Novel methodology for the measurement and identification for quasi-static stiffness of five-axis machine tools

Abstract

Stiffness is an important characteristic of production machinery, as it contributes to its ability to precisely maintain the pose between a tool center point with respect to a workpiece under load. For machine tools, it directly affects the geometric dimensions and surface properties of the parts, i.e. how closely the parts match their design drawings. This work presents a novel measurement procedure to measure and identify full translational stiffness matrices of 5-axis machining centers using quasi-static circular trajectories. The measurement procedure consists of inducing quasi-static loads, which vary in magnitude and direction, at the tool center point of the machine tool using the Loaded Double Ball Bar and measuring the displacement with three Linear Variable Differential Transformers while the spindle tracks the circular trajectories inscribed by the movement of the rotary axis.

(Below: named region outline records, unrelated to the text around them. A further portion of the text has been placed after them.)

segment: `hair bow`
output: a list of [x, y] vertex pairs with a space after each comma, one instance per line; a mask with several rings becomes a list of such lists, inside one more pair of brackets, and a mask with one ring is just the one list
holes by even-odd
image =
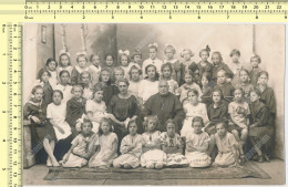
[[152, 44], [148, 45], [148, 48], [151, 48], [151, 46], [156, 46], [156, 48], [158, 48], [158, 43], [154, 42], [154, 43], [152, 43]]
[[128, 50], [125, 50], [125, 51], [119, 50], [119, 54], [120, 55], [122, 55], [122, 54], [130, 55], [130, 51]]

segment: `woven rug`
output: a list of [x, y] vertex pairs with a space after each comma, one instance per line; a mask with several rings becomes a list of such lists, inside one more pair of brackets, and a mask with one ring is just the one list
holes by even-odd
[[100, 169], [100, 168], [62, 168], [51, 167], [45, 180], [55, 179], [232, 179], [232, 178], [270, 178], [268, 174], [261, 170], [256, 164], [246, 164], [243, 168], [230, 167], [207, 167], [207, 168], [163, 168], [156, 169]]

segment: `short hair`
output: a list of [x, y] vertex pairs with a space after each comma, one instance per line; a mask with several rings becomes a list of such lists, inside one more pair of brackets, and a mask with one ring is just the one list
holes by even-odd
[[85, 61], [88, 62], [88, 56], [86, 56], [85, 54], [79, 54], [79, 55], [76, 56], [76, 62], [79, 62], [79, 59], [80, 59], [80, 58], [84, 58]]
[[51, 73], [47, 70], [47, 69], [41, 69], [39, 72], [38, 72], [38, 80], [42, 81], [41, 80], [41, 76], [47, 73], [49, 77], [51, 77]]
[[50, 58], [50, 59], [47, 60], [47, 66], [49, 66], [49, 64], [50, 64], [51, 62], [55, 62], [55, 67], [58, 66], [56, 61], [55, 61], [54, 59], [52, 59], [52, 58]]
[[172, 53], [175, 54], [176, 53], [176, 49], [175, 46], [173, 46], [172, 44], [167, 44], [164, 49], [164, 54], [166, 54], [166, 50], [169, 49], [172, 50]]
[[61, 98], [63, 98], [63, 92], [61, 92], [60, 90], [54, 90], [52, 95], [54, 95], [55, 93], [59, 93], [61, 95]]
[[210, 48], [209, 48], [209, 45], [206, 45], [205, 49], [202, 49], [202, 50], [199, 51], [199, 58], [200, 58], [200, 55], [202, 55], [203, 52], [207, 52], [207, 53], [208, 53], [208, 56], [209, 56], [209, 55], [210, 55]]
[[71, 89], [71, 93], [72, 93], [72, 94], [74, 94], [74, 90], [75, 90], [76, 87], [81, 89], [82, 94], [84, 93], [83, 86], [80, 85], [80, 84], [75, 84], [75, 85], [73, 85], [72, 89]]
[[192, 126], [194, 126], [194, 125], [193, 125], [194, 122], [200, 122], [202, 126], [204, 126], [204, 121], [203, 121], [203, 118], [202, 118], [200, 116], [195, 116], [195, 117], [193, 117], [193, 120], [192, 120]]
[[230, 52], [230, 58], [232, 58], [234, 54], [238, 54], [238, 56], [241, 55], [240, 51], [237, 50], [237, 49], [233, 49], [233, 50], [232, 50], [232, 52]]
[[254, 56], [251, 56], [250, 62], [253, 59], [257, 59], [258, 63], [261, 63], [261, 58], [258, 54], [255, 54]]
[[68, 55], [68, 53], [62, 53], [62, 54], [59, 55], [59, 63], [60, 63], [60, 65], [63, 66], [62, 61], [61, 61], [61, 58], [63, 55], [65, 55], [68, 58], [68, 60], [69, 60], [68, 65], [71, 65], [70, 55]]
[[44, 90], [43, 90], [43, 87], [42, 87], [41, 85], [35, 85], [35, 86], [32, 89], [31, 94], [34, 95], [35, 92], [37, 92], [37, 90], [42, 90], [42, 91], [44, 92]]

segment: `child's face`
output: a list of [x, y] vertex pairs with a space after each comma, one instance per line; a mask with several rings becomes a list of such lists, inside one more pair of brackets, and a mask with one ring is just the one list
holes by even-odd
[[134, 62], [135, 63], [140, 64], [141, 60], [142, 60], [141, 55], [134, 55]]
[[261, 74], [261, 75], [258, 77], [258, 83], [259, 83], [259, 84], [263, 84], [263, 85], [267, 85], [267, 83], [268, 83], [268, 77], [266, 76], [266, 74]]
[[187, 84], [191, 84], [193, 82], [191, 74], [185, 74], [184, 80], [185, 80], [185, 83], [187, 83]]
[[102, 98], [103, 98], [103, 91], [97, 91], [97, 92], [95, 92], [95, 94], [94, 94], [94, 101], [101, 102]]
[[69, 74], [68, 74], [68, 73], [63, 73], [63, 74], [60, 76], [60, 79], [61, 79], [61, 83], [64, 84], [64, 85], [66, 85], [68, 82], [69, 82]]
[[173, 123], [167, 124], [167, 134], [168, 136], [174, 136], [175, 135], [175, 125]]
[[191, 61], [191, 53], [189, 53], [189, 51], [187, 51], [187, 50], [185, 50], [184, 52], [183, 52], [183, 58], [184, 58], [184, 60], [185, 61]]
[[239, 58], [240, 58], [240, 56], [239, 56], [238, 54], [233, 54], [233, 55], [232, 55], [232, 61], [235, 62], [235, 63], [237, 63], [237, 62], [239, 61]]
[[224, 84], [226, 82], [226, 75], [224, 72], [218, 72], [217, 73], [217, 83]]
[[123, 79], [124, 77], [124, 74], [122, 71], [115, 71], [115, 79], [116, 80], [120, 80], [120, 79]]
[[94, 55], [92, 59], [92, 64], [97, 66], [100, 64], [100, 56]]
[[101, 125], [101, 129], [103, 131], [103, 133], [107, 133], [110, 131], [110, 124], [107, 122], [103, 122]]
[[207, 51], [203, 51], [203, 52], [200, 53], [200, 60], [202, 60], [202, 61], [206, 62], [208, 58], [209, 58], [209, 54], [208, 54]]
[[235, 90], [234, 92], [234, 97], [235, 97], [235, 101], [238, 102], [241, 100], [243, 95], [241, 95], [241, 91], [240, 90]]
[[258, 65], [259, 65], [258, 59], [253, 58], [250, 62], [251, 62], [253, 67], [258, 67]]
[[43, 97], [43, 90], [42, 90], [42, 89], [38, 89], [38, 90], [34, 92], [34, 98], [35, 98], [37, 101], [40, 101], [40, 100], [42, 100], [42, 97]]
[[91, 126], [90, 123], [84, 123], [84, 124], [82, 125], [82, 132], [83, 132], [84, 134], [89, 134], [91, 131], [92, 131], [92, 126]]
[[82, 96], [82, 89], [74, 87], [73, 95], [75, 98], [80, 98]]
[[248, 81], [248, 74], [245, 71], [240, 71], [240, 80], [243, 83], [246, 83]]
[[89, 84], [89, 82], [90, 82], [89, 74], [88, 73], [83, 74], [82, 75], [82, 83], [83, 84]]
[[62, 100], [61, 94], [60, 94], [59, 92], [55, 92], [55, 93], [53, 94], [53, 103], [54, 103], [55, 105], [60, 105], [60, 104], [61, 104], [61, 100]]
[[79, 58], [78, 59], [78, 64], [79, 64], [79, 66], [80, 67], [85, 67], [85, 65], [86, 65], [86, 59], [85, 58]]
[[250, 101], [254, 103], [256, 102], [257, 100], [259, 100], [260, 96], [257, 95], [255, 92], [250, 92]]
[[150, 49], [150, 59], [155, 60], [157, 56], [157, 51], [154, 48]]
[[133, 81], [138, 81], [138, 77], [140, 76], [140, 74], [138, 74], [138, 70], [137, 69], [132, 69], [131, 70], [131, 79], [133, 80]]
[[213, 54], [213, 55], [212, 55], [212, 62], [213, 62], [215, 65], [220, 64], [220, 56], [219, 56], [218, 54]]
[[173, 50], [172, 49], [166, 49], [166, 51], [165, 51], [165, 55], [166, 55], [166, 58], [167, 59], [173, 59]]
[[165, 66], [163, 69], [163, 76], [166, 77], [166, 79], [169, 79], [171, 77], [171, 70], [168, 66]]
[[62, 56], [60, 58], [60, 61], [61, 61], [61, 63], [62, 63], [62, 66], [68, 66], [68, 64], [69, 64], [69, 58], [68, 58], [66, 55], [62, 55]]
[[128, 132], [130, 132], [131, 135], [135, 135], [135, 134], [136, 134], [136, 132], [137, 132], [137, 125], [136, 125], [136, 123], [130, 124], [130, 126], [128, 126]]
[[106, 71], [103, 71], [103, 72], [101, 73], [101, 77], [102, 77], [102, 81], [103, 81], [104, 83], [106, 83], [106, 82], [109, 82], [109, 80], [110, 80], [110, 73], [106, 72]]
[[212, 98], [214, 103], [219, 103], [222, 100], [220, 93], [219, 92], [213, 92]]
[[127, 66], [128, 65], [128, 58], [126, 55], [122, 55], [121, 56], [121, 64], [123, 66]]
[[193, 128], [194, 128], [194, 133], [199, 134], [202, 132], [202, 123], [200, 122], [194, 122]]
[[55, 61], [51, 61], [49, 64], [48, 64], [48, 69], [50, 71], [54, 71], [56, 69], [56, 62]]
[[44, 72], [44, 73], [42, 74], [41, 80], [42, 80], [43, 82], [48, 82], [48, 81], [49, 81], [48, 72]]
[[202, 85], [208, 85], [209, 81], [206, 79], [206, 76], [203, 76], [200, 80]]
[[187, 94], [187, 97], [188, 97], [188, 101], [192, 103], [192, 104], [197, 104], [198, 103], [198, 97], [197, 95], [194, 93], [194, 92], [189, 92]]
[[220, 135], [220, 136], [225, 136], [226, 132], [227, 132], [223, 124], [217, 124], [216, 131], [217, 131], [218, 135]]
[[155, 77], [156, 72], [155, 72], [155, 69], [153, 66], [150, 66], [147, 69], [147, 75], [148, 75], [148, 79], [154, 79]]
[[107, 65], [107, 66], [112, 66], [112, 65], [113, 65], [113, 58], [112, 58], [111, 55], [109, 55], [109, 56], [106, 58], [106, 65]]

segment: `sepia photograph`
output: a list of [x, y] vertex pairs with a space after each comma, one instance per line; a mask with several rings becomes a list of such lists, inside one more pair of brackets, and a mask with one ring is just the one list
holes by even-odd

The work outlines and quantifies the main components of the uncertainty budget related to the measurement of the translational stiffness matrices. The measurement procedure is implemented in a case study on a 5-axis machining center. Finally, the manuscript concludes with a discussion on the utility value of the translational stiffness matrix for the design and operation of machine tools as well as the possibility to expand the measurement procedure to a calibration procedure for 5-axis machining centers to analyze the translational and rotational stiffness.